Andrew Dominik havia deixado uma excelente impressão com a sua longa-metragem anterior, The Assassination of Jesse James by the Coward Robert Ford (O Assassínio de Jesse James Pelo Cobarde Robert Ford, 2007), em que explorava a vida e (principalmente) a morte do lendário ladrão e assassino americano, ou melhor, escavava para além do mito e descobria a vaidade que se confunde com carisma, a paranóia que aparenta ser inteligência, a violência desregrada que os outros tomam por força e autoridade. E dava também o papel de uma vida a Brad Pitt. O que aumenta a desilusão com este forçadíssimo Killing Them Softly (Mata-os Suavemente, 2012).

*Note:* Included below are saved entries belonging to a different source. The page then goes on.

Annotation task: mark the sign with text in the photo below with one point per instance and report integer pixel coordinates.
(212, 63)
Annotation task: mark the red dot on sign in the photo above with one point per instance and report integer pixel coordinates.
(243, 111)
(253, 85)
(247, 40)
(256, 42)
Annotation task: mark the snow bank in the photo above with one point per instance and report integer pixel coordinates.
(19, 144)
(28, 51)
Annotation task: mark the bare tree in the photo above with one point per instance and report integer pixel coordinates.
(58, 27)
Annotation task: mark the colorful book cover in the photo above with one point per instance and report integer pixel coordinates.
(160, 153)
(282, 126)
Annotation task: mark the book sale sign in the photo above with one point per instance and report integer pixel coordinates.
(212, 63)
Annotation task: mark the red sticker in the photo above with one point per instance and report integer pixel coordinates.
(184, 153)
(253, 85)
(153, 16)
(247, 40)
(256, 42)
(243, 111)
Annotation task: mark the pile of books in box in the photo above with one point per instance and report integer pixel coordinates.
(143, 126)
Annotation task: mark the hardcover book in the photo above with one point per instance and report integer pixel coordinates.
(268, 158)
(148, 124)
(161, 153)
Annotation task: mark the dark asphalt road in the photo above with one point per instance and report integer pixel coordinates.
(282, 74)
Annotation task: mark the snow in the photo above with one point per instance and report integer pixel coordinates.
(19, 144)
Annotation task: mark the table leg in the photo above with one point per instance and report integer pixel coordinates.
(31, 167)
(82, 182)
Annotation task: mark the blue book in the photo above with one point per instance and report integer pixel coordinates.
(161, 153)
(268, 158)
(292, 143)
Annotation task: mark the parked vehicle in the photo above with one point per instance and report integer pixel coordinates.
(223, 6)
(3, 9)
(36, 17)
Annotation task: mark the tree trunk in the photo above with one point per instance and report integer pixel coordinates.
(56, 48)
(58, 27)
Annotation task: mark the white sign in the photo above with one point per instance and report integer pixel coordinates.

É verdade que se avistavam sinais perigosos na obra anterior de Dominik: o excessivo uso da violência gráfica para agarrar o espectador, a escala descomunal da história (que, por vezes, ameaçava resvalar para o épico), o panteísmo a martelo (ou o Malick a martelo). Mais, este Killing Them Softly faz desconfiar dessa boa impressão que The Assassination causou. Pior, faz com que, retroactivamente, se goste menos desse filme; como que põe a nu as limitações de Andrew Dominik, em vez de dar ideia de que é apenas um tiro ao lado ou um passo atrás.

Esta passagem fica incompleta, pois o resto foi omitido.